|Summary:||Xamarin.iOS startup performance issue|
|Product:||iOS||Reporter:||Jerome Laban <jerome.laban>|
|Component:||XI runtime||Assignee:||Bugzilla <bugzilla>|
|Severity:||normal||CC:||danisha, lupus, miguel, mohitk, mono-bugs+monotouch, sebastien, vargaz|
|Tags:||Is this bug a regression?:||---|
|Last known good build:|
|Attachments:||A synthetic benchmark|
Description Jerome Laban 2014-04-08 21:29:32 UTC
Created attachment 6534 [details] A synthetic benchmark The cold-start of an application takes a significant amount of time on lower-end devices, like the iPhone 4 and iPad 2. The profiling sessions show that the time is spent in generic_trampoline_delegate, a method that will build the trampolines for generic method calls. I’ve attached a synthetic benchmark that reproduces the issue, which contains thousands of generic methods, in a similar way as our application does work with generic methods. On an iPad 2, the first call of the chain takes about 1150ms, whereas on the second call, it takes about 4ms (four). The caching mechanism of the mini runtime is working properly, as we can see that the time drops significantly. However, during the first calls, the time taken to resolve the methods is significant, and seems to linearly increase, in relation to the number of generic types present in the application domain. As a tentative performance improvement, parallelizing does not seem to have any impact, as when calling the same code on two threads, the first call takes 2330ms, where with the second call, both take 4ms (four). Note that the ratio between cold and warm time is *very* different with latest Apple devices, like the 5S, where the cold duration drops by a factor of 4. This has a great impact on the perceived performance of the app for the consumer, even though when the app is warmed up, the performance is great.

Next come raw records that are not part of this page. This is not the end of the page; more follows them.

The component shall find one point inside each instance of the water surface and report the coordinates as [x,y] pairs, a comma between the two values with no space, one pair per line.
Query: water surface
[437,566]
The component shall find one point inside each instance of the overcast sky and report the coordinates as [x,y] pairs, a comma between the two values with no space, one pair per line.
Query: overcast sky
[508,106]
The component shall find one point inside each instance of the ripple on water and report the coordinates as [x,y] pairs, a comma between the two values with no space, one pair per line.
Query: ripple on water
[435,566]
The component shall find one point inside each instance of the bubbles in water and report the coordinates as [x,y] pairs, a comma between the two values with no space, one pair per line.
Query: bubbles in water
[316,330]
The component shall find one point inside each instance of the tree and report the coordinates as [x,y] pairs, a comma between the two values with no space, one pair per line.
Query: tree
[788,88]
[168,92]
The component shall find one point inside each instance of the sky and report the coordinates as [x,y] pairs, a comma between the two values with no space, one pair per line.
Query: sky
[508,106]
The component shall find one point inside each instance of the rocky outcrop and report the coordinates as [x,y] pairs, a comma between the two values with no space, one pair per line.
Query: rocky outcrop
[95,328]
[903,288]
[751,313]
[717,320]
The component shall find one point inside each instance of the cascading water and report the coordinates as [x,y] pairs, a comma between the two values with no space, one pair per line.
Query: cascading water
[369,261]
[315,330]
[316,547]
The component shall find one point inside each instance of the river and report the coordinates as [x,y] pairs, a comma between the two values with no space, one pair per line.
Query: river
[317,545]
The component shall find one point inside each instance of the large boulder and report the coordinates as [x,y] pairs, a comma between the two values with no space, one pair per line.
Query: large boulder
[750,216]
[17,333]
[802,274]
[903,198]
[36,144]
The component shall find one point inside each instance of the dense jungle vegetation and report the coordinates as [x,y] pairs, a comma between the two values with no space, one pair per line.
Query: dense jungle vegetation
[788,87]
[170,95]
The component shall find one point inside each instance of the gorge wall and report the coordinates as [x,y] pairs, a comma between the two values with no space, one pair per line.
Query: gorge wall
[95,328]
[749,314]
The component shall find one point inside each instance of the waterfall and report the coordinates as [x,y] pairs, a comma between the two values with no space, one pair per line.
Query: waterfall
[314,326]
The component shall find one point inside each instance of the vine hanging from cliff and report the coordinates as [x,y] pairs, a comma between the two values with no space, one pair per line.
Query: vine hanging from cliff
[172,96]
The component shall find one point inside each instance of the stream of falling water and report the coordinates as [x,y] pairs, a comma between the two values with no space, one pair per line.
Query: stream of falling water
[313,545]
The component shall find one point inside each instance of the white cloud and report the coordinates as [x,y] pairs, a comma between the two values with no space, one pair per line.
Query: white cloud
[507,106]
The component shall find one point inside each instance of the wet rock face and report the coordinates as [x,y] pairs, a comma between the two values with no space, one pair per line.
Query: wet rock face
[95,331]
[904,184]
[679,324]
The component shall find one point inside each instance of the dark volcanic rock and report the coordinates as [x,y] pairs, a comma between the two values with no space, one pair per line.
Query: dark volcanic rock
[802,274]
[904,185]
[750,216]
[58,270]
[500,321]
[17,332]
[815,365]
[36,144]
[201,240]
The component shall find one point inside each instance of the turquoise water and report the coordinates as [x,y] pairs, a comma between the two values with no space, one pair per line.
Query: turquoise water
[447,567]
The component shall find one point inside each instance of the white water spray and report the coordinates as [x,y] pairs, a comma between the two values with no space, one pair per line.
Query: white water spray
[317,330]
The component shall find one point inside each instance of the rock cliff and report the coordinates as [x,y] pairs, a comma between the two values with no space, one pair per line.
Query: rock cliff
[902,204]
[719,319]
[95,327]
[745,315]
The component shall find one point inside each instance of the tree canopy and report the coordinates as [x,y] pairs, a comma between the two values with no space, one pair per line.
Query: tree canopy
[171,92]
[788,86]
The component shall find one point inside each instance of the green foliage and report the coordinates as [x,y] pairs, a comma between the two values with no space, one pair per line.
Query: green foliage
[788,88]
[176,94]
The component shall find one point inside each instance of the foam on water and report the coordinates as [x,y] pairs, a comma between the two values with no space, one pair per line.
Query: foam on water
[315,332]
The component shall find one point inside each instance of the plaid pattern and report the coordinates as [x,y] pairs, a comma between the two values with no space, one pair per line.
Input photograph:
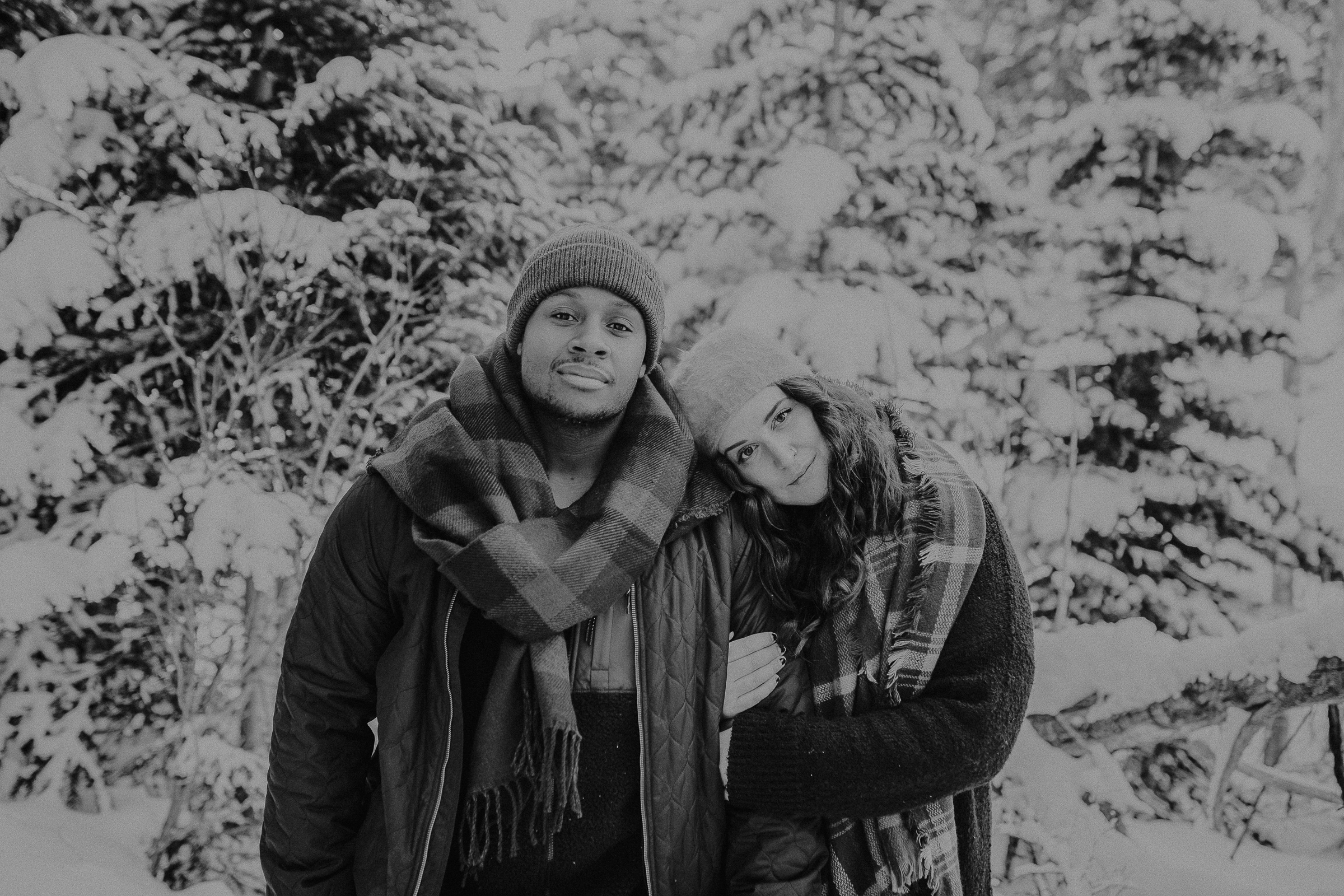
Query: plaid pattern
[471,470]
[882,649]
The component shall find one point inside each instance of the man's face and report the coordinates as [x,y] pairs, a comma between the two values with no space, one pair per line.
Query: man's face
[582,354]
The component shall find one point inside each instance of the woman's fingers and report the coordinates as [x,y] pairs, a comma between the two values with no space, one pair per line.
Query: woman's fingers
[750,662]
[757,693]
[750,688]
[753,664]
[749,645]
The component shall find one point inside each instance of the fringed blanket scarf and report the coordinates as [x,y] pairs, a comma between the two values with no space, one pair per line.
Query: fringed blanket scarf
[471,469]
[882,649]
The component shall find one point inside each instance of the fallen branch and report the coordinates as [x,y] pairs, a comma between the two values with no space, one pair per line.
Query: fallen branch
[1200,704]
[1289,782]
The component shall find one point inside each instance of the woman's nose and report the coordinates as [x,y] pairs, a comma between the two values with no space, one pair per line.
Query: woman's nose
[781,452]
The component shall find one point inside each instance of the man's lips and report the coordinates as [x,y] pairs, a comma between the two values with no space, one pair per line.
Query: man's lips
[584,375]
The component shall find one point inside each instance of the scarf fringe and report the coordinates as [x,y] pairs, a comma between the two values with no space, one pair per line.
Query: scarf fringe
[924,533]
[548,786]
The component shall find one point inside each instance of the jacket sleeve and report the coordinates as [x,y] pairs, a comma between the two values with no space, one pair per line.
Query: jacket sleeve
[955,736]
[321,746]
[773,853]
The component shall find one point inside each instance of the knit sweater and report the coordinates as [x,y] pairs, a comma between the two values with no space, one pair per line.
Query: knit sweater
[951,740]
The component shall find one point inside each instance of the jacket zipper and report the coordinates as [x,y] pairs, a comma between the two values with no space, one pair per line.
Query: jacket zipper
[442,772]
[639,715]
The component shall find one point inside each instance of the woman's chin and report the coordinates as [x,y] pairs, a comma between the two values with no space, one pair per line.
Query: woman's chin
[800,499]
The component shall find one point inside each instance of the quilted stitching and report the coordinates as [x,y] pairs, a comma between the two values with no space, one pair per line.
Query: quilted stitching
[371,622]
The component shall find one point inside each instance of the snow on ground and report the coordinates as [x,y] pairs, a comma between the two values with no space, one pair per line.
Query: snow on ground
[50,851]
[1257,870]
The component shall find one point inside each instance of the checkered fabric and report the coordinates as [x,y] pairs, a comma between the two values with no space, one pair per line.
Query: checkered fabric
[882,649]
[471,470]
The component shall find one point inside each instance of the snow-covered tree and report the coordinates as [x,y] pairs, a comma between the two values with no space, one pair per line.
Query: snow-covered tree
[805,169]
[240,245]
[1090,307]
[1164,160]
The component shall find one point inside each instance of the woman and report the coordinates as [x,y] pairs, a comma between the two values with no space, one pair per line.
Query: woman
[897,590]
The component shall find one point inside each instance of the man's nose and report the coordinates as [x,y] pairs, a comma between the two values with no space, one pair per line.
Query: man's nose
[590,339]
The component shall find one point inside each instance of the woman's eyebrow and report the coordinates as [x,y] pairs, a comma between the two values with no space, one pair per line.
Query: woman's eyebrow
[772,412]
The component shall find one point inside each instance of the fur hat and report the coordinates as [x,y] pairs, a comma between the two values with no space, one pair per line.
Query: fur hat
[589,255]
[721,372]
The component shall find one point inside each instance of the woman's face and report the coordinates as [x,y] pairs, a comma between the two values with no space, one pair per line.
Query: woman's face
[774,444]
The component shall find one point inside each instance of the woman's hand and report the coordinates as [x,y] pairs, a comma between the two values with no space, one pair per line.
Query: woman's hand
[754,665]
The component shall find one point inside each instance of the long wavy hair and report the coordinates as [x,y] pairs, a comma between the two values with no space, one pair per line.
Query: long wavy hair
[810,559]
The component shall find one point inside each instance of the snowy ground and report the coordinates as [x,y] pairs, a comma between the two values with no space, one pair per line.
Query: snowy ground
[1257,871]
[50,851]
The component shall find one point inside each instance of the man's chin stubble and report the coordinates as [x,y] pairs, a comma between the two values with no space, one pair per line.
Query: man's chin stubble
[552,408]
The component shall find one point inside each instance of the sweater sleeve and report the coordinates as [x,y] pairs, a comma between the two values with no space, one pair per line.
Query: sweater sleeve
[952,738]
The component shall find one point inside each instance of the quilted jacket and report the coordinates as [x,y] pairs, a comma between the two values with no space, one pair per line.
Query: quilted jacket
[377,634]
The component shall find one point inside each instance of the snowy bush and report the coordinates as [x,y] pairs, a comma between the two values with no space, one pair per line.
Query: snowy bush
[239,248]
[1067,258]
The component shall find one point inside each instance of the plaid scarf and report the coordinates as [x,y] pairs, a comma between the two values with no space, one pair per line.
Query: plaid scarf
[882,649]
[471,469]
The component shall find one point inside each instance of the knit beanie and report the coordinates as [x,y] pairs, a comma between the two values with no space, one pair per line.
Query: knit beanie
[589,255]
[721,372]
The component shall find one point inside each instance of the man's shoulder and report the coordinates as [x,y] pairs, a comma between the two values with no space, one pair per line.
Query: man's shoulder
[368,515]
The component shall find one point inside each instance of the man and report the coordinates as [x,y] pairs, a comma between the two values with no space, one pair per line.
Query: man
[531,593]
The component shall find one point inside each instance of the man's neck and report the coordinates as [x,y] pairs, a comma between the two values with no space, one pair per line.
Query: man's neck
[576,453]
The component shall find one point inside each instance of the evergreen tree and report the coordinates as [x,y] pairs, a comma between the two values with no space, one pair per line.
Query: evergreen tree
[242,242]
[807,169]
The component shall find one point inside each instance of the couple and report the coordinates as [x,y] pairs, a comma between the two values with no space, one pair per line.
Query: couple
[534,593]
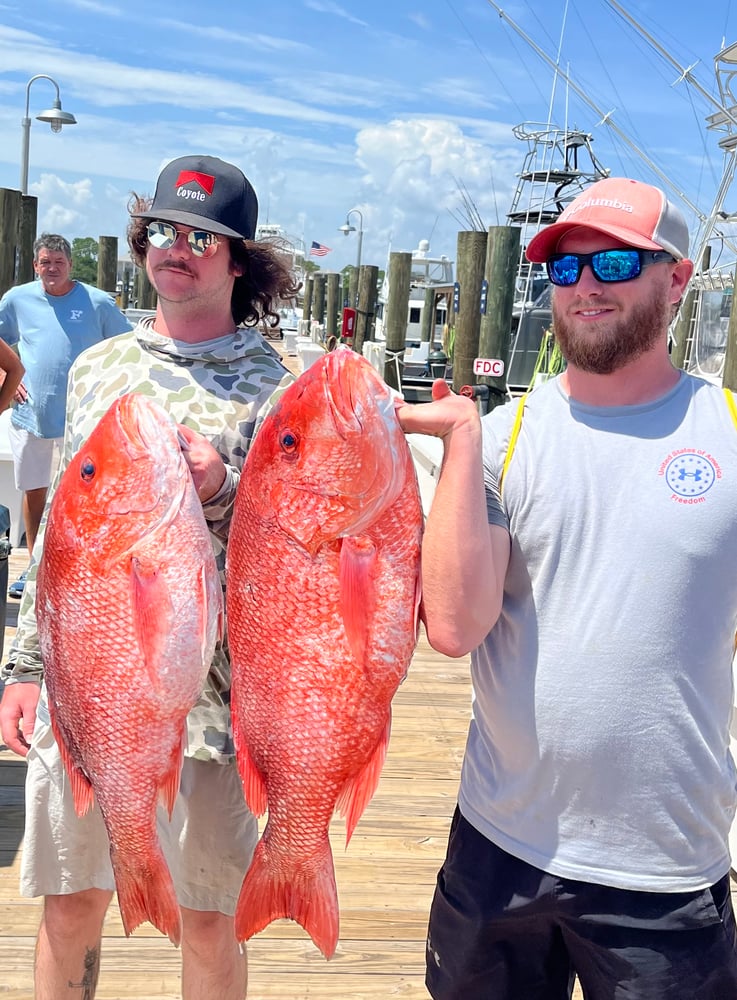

Comment 1 Zoltan Varga 2014-04-08 22:00:55 UTC
Thanks for the testcase. Checked in a fix to mono master 078dc0321d53f9e161957656550fd10cc41db618/mono-3.4.0 0081c27e0d6473a83cc856abf67c4a42dc21b53d. It improves the first run of the benchmark from 1.1s to 0.4s for me.
Comment 2 Jerome Laban 2014-04-09 11:10:33 UTC
Thank Zoltan, that's quite an improvement :) Would you know if that also improves the performance in multi-thread scenarios ? Thank you,
Comment 3 Zoltan Varga 2014-04-09 12:27:19 UTC
It probably does.
Comment 4 Jerome Laban 2014-04-09 14:56:28 UTC
I'm asking because of this: https://github.com/mono/mono/blob/078dc0321d53f9e161957656550fd10cc41db618/mono/metadata/metadata.c#L2808 Where there is contention when resolving the generic methods. The work being done inside the lock is pretty significant...
Comment 5 Miguel de Icaza [MSFT] 2014-04-09 15:54:25 UTC
This patch introduced a regression, Mono no longer bootstraps, see:  https://github.com/mono/mono/commit/078dc0321d53f9e161957656550fd10cc41db618#commitcomment-5953321
Comment 6 Zoltan Varga 2014-04-09 15:59:28 UTC
The changes were reverted from master/3.4.0 for now. @Jerome: Will look at reducing the work done inside the lock.
Comment 7 Zoltan Varga 2014-04-11 23:17:10 UTC
Committed a fixed fix to mono master ea490c5486af6e1ce6ce8b1a117f1d99cf988df0. It will be in a future mt version after some testing.
Comment 8 Zoltan Varga 2014-04-17 12:28:14 UTC
The corresponding change on the 3.4.0 branch is 28145e01f42317e685ad1020a47ba746f164c28b.
Comment 9 Jerome Laban 2014-04-17 14:41:55 UTC
Using the same PoC, the run time is down from 1150ms to 268ms, same hardware. Great improvement Zoltan, thanks ! Note that the behavior for multi-thread is vastly better, bit still slower than the single-cpu test. (2330ms down to 380ms)
Comment 10 Sebastien Pouliot 2014-06-18 21:14:04 UTC
This fix is part of the 7.2.6 release (in th alpha channel right now).